When people compare classifiers on a common testing dataset, the most common approach I see used to compare them is linear regression using % accuracy.

However, this feels wasteful to me, as it boils down a whole dataset into a single value - and ignores the fact the testing dataset could be very large, and provide high precision.

To give an example, I have a common testing dataset of 5,000 radiology images, and I want to compare *families* of classifiers (neural networks). Within each family of neural networks (e.g. EfficientNet, ResNet) there will be models of increasing numbers of parameters (e.g. EfficientNetB0, EfficientNetB1 … EfficientNetB7).

My initial thought was instead of regressing accuracy as linear regression, I could instead do:

```
model <- glmer(correct_prediction ~ model_size + (1 | model_family/specific_model) + (1 | image_id),
data = data, family = binomial)
```

But I’ve not seen this approach before.

Also, as it’s a random effect, rather than a fixed effect I don’t think it would allow me to compare individual families of networks?

Instead, could I do something like this:

```
model <- glmer(correct_prediction ~ model_family + model_size + (1 | model_family/specific_model) + (1 | image_id),
data = data, family = binomial)
```

Where I include `model_family`

as a fixed effect as well as a random effect.
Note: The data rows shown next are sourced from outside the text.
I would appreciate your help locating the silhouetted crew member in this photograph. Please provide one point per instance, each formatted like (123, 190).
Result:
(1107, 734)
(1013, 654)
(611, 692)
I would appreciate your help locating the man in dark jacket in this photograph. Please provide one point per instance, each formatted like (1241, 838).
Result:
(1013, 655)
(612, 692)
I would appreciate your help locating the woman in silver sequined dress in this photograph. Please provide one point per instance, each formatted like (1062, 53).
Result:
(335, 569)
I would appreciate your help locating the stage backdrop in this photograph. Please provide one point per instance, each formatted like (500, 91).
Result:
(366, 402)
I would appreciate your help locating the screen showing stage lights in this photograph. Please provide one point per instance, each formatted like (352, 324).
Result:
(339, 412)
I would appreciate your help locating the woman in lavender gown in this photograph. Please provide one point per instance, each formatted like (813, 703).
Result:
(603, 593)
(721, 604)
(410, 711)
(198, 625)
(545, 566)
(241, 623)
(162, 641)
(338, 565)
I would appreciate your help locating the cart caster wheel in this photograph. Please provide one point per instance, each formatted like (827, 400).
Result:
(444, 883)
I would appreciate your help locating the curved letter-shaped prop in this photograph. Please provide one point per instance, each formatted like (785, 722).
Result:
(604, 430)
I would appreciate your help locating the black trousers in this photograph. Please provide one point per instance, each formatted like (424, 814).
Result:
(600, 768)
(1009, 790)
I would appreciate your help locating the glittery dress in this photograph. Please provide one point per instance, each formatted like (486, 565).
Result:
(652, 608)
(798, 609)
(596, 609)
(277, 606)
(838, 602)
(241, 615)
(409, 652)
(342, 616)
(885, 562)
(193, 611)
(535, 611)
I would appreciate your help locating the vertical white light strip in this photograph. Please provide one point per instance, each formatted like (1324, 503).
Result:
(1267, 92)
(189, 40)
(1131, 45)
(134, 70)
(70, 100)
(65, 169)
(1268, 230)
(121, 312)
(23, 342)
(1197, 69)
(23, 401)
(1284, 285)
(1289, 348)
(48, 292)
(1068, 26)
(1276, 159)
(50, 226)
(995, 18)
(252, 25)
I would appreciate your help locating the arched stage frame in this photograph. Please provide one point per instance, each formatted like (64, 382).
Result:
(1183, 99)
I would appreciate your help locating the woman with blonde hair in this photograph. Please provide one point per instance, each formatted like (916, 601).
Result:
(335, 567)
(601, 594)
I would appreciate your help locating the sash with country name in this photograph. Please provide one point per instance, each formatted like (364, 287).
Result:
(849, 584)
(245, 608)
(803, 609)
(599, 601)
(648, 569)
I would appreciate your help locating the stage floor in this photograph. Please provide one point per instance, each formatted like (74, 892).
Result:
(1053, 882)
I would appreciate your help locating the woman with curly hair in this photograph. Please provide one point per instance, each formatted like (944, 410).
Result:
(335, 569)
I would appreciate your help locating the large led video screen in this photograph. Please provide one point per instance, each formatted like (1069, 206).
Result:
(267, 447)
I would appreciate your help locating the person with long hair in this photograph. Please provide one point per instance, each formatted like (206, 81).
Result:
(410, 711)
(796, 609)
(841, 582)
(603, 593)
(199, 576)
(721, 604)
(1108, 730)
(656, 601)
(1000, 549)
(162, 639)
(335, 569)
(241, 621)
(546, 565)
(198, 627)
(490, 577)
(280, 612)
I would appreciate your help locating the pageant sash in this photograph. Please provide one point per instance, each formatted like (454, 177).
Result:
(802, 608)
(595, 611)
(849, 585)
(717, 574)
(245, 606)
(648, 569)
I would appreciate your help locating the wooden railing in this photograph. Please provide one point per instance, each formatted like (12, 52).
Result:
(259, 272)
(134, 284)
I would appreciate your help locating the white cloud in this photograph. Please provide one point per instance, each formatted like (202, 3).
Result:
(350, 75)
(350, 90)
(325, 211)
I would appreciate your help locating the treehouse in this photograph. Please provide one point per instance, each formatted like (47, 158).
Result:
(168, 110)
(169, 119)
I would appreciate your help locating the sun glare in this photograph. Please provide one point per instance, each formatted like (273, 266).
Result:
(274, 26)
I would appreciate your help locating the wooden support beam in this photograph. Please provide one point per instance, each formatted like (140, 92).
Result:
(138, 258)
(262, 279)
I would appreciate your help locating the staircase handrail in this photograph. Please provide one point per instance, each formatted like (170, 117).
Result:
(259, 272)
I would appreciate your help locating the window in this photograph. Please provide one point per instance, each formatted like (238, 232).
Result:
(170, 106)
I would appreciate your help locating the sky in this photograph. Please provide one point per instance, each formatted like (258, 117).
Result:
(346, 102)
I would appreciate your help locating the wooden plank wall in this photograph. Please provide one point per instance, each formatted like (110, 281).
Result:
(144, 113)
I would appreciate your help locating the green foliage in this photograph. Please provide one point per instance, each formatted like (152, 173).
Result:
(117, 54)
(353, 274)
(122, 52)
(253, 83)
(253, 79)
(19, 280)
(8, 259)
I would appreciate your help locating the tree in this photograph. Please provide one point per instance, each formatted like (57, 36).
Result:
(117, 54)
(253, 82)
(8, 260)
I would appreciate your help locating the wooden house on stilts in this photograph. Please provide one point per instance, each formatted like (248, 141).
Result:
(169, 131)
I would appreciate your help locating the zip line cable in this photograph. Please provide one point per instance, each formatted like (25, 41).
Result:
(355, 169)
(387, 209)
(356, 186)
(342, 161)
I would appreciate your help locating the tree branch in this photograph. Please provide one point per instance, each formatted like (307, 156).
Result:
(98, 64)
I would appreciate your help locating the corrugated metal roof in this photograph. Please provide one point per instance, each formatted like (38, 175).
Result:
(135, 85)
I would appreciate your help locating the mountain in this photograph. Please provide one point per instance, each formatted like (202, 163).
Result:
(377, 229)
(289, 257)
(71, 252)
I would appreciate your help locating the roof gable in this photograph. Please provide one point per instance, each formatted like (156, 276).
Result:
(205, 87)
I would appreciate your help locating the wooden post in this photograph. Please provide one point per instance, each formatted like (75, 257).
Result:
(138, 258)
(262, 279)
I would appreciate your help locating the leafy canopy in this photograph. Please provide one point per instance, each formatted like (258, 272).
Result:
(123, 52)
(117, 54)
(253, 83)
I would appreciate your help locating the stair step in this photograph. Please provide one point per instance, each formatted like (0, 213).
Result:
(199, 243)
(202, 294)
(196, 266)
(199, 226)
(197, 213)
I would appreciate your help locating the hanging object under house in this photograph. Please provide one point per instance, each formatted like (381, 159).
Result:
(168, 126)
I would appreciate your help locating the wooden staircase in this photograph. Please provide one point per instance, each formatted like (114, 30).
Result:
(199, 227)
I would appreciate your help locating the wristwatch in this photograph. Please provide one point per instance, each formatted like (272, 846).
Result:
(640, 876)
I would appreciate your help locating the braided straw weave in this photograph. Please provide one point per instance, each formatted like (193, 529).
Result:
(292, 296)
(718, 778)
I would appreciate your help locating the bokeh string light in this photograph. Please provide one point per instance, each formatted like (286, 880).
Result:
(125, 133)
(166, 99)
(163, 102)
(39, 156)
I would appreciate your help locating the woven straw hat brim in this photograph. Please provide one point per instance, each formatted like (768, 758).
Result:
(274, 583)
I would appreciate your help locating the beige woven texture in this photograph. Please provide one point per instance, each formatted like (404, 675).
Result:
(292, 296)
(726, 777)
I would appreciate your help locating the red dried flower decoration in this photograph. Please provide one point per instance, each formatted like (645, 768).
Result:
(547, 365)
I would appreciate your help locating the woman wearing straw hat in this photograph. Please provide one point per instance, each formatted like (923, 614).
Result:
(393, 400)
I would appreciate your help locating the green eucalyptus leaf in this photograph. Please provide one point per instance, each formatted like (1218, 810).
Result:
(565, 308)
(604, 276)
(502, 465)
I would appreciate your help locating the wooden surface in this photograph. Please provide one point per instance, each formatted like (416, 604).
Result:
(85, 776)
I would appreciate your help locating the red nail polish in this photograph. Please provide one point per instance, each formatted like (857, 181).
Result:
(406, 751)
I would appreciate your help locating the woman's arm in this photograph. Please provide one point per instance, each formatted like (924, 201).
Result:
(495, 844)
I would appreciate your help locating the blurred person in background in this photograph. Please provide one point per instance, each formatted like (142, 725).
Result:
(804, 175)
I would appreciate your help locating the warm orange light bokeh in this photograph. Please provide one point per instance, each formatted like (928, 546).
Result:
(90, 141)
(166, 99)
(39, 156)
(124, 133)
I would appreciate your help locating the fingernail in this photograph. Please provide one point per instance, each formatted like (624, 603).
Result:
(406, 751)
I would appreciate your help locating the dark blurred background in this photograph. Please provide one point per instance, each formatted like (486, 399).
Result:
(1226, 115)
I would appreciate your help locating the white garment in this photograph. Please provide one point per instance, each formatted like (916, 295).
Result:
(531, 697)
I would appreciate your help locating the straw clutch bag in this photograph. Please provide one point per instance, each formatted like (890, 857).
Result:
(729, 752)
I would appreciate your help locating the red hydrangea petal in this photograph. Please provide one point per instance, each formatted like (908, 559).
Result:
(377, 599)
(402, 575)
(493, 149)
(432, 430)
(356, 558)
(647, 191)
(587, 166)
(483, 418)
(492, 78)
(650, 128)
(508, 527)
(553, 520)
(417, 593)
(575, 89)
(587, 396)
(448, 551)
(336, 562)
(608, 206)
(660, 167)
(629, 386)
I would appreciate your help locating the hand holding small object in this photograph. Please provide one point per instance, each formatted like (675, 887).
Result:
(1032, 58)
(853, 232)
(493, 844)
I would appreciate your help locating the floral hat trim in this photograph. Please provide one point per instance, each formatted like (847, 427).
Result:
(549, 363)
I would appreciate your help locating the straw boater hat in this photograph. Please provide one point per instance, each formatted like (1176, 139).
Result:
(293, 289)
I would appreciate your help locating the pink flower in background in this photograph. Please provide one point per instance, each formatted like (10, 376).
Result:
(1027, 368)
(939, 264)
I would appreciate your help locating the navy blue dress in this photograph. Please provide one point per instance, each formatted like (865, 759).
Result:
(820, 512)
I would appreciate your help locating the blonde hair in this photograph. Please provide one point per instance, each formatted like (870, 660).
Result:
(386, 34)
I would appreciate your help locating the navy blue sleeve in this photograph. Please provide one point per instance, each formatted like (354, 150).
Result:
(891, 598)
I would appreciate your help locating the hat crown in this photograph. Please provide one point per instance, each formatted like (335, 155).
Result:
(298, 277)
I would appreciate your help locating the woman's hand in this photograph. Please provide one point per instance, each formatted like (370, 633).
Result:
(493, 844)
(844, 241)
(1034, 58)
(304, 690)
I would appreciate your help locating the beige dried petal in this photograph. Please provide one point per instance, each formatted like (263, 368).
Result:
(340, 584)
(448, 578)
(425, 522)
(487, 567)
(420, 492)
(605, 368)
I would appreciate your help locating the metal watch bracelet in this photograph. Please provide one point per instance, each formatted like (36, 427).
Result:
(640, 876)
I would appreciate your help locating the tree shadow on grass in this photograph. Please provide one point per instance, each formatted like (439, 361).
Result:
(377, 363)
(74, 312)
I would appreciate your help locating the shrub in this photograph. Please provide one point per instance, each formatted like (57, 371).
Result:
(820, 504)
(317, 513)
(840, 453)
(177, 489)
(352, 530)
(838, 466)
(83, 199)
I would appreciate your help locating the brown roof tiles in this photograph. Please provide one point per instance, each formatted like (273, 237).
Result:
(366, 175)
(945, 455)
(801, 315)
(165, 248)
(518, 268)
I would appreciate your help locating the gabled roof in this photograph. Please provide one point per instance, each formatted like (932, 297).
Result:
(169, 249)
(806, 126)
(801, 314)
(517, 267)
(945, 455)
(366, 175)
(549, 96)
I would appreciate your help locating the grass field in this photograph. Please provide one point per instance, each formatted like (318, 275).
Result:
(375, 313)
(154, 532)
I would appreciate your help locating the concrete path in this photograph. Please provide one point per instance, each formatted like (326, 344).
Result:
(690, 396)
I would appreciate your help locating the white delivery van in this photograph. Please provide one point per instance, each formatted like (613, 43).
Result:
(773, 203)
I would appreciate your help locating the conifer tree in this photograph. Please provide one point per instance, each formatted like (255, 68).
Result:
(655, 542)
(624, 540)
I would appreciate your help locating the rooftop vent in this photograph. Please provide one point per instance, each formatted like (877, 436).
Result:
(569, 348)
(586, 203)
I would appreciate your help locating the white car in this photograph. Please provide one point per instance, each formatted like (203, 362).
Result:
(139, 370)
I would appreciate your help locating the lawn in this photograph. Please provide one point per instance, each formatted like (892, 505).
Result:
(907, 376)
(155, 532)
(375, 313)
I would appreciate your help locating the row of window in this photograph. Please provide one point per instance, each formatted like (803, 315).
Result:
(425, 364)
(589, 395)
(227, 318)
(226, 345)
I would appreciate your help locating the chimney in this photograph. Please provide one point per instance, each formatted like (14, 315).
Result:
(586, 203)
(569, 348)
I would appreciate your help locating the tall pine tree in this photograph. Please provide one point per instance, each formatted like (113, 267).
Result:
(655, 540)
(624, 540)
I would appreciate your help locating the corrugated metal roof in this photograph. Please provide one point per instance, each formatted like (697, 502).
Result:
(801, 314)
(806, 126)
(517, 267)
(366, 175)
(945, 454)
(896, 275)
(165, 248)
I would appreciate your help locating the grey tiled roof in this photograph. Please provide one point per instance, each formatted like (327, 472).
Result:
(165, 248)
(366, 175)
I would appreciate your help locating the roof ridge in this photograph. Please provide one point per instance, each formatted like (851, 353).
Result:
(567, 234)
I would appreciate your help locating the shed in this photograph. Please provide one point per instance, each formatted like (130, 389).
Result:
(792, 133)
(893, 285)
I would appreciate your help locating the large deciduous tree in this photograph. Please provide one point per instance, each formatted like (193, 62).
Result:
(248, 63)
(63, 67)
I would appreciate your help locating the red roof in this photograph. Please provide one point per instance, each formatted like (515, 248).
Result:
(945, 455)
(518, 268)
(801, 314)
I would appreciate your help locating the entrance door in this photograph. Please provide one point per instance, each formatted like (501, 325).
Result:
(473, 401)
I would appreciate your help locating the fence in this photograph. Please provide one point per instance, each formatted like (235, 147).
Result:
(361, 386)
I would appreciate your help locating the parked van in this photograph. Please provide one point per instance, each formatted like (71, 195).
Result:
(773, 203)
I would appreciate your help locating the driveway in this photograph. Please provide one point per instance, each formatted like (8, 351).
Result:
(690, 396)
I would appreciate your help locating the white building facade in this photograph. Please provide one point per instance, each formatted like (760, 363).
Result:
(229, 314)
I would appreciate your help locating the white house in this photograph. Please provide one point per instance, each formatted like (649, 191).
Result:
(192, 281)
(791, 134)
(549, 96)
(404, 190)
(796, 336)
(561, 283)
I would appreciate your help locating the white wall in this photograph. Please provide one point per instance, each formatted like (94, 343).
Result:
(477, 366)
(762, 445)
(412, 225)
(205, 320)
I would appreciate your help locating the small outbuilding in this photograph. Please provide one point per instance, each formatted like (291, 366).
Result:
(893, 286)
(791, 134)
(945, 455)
Finally, I’m almost certain model_size will have a non-linear relationship (moving from small to medium models will offer big boosts, but medium to large less so), so I was thinking about modelling this using a restricted cubic spline, like so:

```
library(rms)
library(lme4)
library(lmerTest)
dat <- datadist(data)
options(datadist = 'dat')
model <- glmer(correct_prediction ~ rcs(model_size, 3) + model_family + (1 | model_family/specific_model) + (1 | image_id),
data = data, family = binomial)
```

Does this seem a sensible approach? As I’ve said, I’ve not really seen people using logistic regression for test scores, and yet to me it feels quite a logical (sorry) approach? And by adding `image_id`

as a fixed effect it’s also allowing me to do a paired analysis for each question, effectively.